Theory and practice for phylogenomic analyses of SNP-like markers

Talk
Erin Molloy
Talk Series: 
Time: 
09.03.2021 11:00 to 12:00
Location: 

IRB 0318

Also on Zoom: https://umd.zoom.us/j/96718034173?pwd=clNJRks5SzNUcGVxYmxkcVJGNDB4dz09 An "unlimited thirst for genome sequencing" is driving research in many domains. Evolutionary genomic biology is no exception, as demonstrated by the 10,000 Plant Genomes Project, the (60,000) Vertebrate Genomes Project, and the Earth BioGenome Project, which aims to assemble 1.5 eukaryotic genomes in the next 10 years. A goal for these ultra-large datasets is to enable researchers to address fundamental questions, such as how do species evolve/adapt to their environments and how is biodiversity created/maintained. Estimating evolutionary histories is a key step in many research studies. In this talk, we will focus on recent methodological advances for estimating evolutionary trees and networks (admixture graphs) from SNP-like markers, that is, markers that can be modeled under the neutral Wright-Fischer + infinite-sites model. In the first half of this talk, I will present two new quartet-based methods for species tree estimation. These methods are statistically consistent and outperform traditional parsimony-based methods, especially when the species tree is in the anomaly zone. Furthermore, the utilization of quartets enables efficient estimation of branch lengths and support values.

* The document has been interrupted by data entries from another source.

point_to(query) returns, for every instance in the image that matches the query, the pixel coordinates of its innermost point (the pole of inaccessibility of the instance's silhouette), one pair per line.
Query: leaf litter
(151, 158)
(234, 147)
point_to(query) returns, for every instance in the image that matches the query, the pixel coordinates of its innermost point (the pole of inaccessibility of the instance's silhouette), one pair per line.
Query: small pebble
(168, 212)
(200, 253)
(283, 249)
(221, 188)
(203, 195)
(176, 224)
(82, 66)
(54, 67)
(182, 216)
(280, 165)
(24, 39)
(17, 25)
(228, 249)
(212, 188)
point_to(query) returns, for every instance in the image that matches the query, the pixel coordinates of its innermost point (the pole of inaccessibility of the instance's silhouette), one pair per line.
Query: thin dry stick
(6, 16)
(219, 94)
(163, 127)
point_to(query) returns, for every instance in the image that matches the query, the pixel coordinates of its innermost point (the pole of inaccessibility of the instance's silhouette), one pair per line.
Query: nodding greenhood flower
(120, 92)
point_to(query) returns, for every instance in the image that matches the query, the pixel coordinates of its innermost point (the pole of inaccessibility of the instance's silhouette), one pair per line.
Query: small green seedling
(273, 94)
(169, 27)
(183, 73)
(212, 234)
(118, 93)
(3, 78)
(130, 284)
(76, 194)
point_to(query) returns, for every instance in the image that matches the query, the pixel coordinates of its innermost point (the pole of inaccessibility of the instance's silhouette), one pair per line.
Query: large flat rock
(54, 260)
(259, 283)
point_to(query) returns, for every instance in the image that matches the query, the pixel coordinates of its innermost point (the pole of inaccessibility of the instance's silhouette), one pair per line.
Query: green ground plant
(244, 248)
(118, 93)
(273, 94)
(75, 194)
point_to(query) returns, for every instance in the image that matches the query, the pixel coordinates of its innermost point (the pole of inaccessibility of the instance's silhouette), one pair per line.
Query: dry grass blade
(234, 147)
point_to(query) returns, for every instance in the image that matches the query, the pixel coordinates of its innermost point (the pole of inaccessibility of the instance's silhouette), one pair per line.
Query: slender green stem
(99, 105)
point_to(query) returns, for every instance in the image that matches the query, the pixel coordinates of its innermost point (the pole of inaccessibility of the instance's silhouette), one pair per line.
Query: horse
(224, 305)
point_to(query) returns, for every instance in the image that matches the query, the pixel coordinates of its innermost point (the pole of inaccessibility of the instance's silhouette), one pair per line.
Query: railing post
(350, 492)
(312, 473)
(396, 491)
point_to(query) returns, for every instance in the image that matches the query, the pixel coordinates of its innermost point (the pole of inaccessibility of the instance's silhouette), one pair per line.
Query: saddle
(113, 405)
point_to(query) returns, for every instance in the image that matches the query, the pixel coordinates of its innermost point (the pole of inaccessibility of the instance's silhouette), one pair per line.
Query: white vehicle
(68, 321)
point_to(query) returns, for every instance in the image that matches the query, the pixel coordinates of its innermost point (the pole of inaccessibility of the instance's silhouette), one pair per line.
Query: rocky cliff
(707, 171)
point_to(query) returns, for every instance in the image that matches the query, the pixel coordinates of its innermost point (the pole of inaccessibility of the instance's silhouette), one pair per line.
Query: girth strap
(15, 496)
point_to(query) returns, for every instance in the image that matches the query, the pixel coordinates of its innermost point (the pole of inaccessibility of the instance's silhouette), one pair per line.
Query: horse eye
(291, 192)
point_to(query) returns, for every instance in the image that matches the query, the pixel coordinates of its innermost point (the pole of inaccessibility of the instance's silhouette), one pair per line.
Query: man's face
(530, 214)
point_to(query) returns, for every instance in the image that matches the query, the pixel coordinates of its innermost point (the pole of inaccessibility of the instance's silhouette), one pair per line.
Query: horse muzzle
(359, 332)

In the second half of this talk, we will turn our attention to admixture graphs, specifically the popular estimation method TreeMix, which operates by computing an evolutionary tree and then augmenting it with admixture (or gene flow) edges in an iterative fashion. As I will show, TreeMix and related methods are guaranteed to get stuck in a local optimum and return an incorrect network topology for even a simple model with one admixed population incident to a leaf. This motivates the introduction (and evaluation) of a new graph search strategy, referred to as maximum likelihood network orientation (MLNO). Overall, these results provide insights into the performance of existing methods and suggest future directions for research.